Here are the five best documentaries I saw this year. The top three were so good they could have been included on my overall Best Of 2019 list. If you missed them in theaters, I recommend you catch up with them on DVD, Netflix, or Amazon Prime. Links go to my full reviews.

#1) “Apollo 11” My thought before seeing this doc was, “What can it possibly contain that I — a child of the Space Race and enthusiastic absorber of all things related to real human adventures in space — haven’t seen so many times before?” How about pristine, 65mm footage that’s only recently been discovered? How about Neil Armstrong’s descent down the LEM ladder and onto the lunar soil from a different angle than the one we’ve always seen? How about a clear version of Armstrong’s “small step” announcement, straight from the NASA feed, without any TV anchors reacting or interrupting? How about previously unseen footage from launch tower cameras, as well as inside the stages of the engines as they separate? They’re all here in “Apollo 11.”

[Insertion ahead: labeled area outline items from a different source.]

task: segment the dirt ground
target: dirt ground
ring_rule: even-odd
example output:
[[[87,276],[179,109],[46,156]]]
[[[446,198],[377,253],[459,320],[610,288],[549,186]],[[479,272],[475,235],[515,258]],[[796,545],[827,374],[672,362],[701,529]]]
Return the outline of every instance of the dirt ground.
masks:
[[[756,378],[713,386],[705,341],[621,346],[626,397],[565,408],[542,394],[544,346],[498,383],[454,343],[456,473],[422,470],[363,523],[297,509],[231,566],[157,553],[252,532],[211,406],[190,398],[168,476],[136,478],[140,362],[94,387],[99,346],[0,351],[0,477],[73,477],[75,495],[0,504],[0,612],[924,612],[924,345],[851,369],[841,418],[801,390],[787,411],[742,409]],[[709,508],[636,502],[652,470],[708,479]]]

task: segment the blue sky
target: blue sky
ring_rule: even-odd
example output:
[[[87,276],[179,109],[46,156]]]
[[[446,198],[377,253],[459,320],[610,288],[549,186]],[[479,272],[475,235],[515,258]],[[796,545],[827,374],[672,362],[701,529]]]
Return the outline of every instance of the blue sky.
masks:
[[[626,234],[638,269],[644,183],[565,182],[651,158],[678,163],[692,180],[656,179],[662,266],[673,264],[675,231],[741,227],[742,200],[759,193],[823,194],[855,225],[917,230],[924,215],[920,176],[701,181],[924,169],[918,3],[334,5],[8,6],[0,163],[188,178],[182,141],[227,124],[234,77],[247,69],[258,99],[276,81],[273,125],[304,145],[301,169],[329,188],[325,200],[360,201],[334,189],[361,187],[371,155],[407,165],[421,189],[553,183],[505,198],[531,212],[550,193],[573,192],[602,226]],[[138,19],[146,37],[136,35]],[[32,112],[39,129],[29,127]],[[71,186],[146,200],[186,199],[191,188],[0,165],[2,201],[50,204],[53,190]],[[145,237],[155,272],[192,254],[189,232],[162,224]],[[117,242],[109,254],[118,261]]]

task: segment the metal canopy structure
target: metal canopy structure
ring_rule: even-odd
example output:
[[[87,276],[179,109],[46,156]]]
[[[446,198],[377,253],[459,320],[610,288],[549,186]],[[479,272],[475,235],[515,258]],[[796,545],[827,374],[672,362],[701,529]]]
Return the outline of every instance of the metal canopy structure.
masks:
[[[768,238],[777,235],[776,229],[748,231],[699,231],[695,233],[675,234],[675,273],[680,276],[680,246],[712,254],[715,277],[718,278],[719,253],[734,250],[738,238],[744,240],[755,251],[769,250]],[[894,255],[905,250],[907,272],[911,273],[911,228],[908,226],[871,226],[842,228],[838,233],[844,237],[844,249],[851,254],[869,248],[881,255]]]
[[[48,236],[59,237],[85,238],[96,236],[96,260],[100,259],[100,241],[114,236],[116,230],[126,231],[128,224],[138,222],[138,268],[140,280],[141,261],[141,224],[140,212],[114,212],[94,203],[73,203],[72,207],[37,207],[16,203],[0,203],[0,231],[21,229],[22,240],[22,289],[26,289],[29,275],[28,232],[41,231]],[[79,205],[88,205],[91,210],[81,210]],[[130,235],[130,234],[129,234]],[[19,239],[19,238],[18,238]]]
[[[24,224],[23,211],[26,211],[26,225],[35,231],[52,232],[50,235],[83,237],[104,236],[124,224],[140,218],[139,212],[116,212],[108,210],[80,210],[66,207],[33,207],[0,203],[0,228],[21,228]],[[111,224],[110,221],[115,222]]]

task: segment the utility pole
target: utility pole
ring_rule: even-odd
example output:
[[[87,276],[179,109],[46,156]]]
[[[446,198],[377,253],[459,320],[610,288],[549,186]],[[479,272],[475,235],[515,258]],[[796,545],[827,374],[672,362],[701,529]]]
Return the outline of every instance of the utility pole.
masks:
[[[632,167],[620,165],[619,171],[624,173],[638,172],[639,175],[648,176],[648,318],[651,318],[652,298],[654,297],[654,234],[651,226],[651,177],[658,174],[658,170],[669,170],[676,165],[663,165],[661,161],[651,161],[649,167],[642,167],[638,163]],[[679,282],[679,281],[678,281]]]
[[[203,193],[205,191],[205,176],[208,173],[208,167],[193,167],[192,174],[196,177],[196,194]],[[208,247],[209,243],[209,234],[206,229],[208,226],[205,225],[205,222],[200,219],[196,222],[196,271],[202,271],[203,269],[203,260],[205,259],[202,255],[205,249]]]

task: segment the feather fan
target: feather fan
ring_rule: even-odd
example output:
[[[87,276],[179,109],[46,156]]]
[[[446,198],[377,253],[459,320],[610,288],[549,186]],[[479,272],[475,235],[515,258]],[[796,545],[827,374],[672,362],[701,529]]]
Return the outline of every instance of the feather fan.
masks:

#2) “Linda Ronstadt: The Sound Of My Voice” I have written several times of my admiration for Linda Ronstadt, whose singing voice was silenced a decade ago by Parkinson’s Disease. Now comes a documentary that reminds us how robust her talents were, from pop ballads to outright rockers, from standards to Broadway, and traditional Mexican music, too. Throughout the documentary, directors Rob Epstein and Jeffrey Friedman dig up great footage of Ronstadt performing, and show a slew of her contemporaries praising her. They all agree that while she didn’t write the songs, she sang them better, and made them her own (e.g. “You’re No Good,” which had been a minor hit for Betty Everett, but became a smash when Ronstadt did it). “The Sound Of My Voice” is a reminder of how influential she was, both in front of and behind the microphone.

#3) “They Shall Not Grow Old” Peter Jackson’s war documentary is the story of Englishmen who went off to fight in World War I, an ugly ground war whose most advanced technology was tanks grinding across open fields. The rest of it was down and dirty, fought with rifles and bayonets, while dodging incoming mortars. Jackson started with thousands of hours of original footage from the Imperial War Museum, which he and his staff digitized and restored over four years. To make it more palatable to modern audiences, he also colorized and made many of the scenes 3-D. Watching it, you see the fuzzy, original, century-old footage for several minutes, then it suddenly has depth, and when the black-and-white transforms into the greens-and-reds-and-browns of the uniforms and scenery, it’s mesmerizing.

#4) “American Factory” A Chinese billionaire buys a dormant American auto factory and puts thousands of former employees back to work, though not at union wages. He also imports a couple hundred supervisors from the home office, who clash with the underlings they consider lazy and disloyal. Directors Julia Reichert and Steven Bognar use the extraordinary access they were given to reveal the struggles of blue-collar workers in the US desperately trying to cling to the middle class as economic circumstances and automation threaten the livelihoods they’ve counted on.

#5) “David Crosby: Remember My Name” There’s no denying that David Crosby has earned a place in rock and roll history, having been inducted twice into the Rock And Roll Hall Of Fame (with the Byrds and CSN), but he’s also done and said terrible things to the people closest to him, in many cases pushing them away forever. This is by no means a white-washing of the man’s life, nor an apology to those he’s wronged. It’s a warts-and-all look at a very flawed man who happened to have a remarkable voice.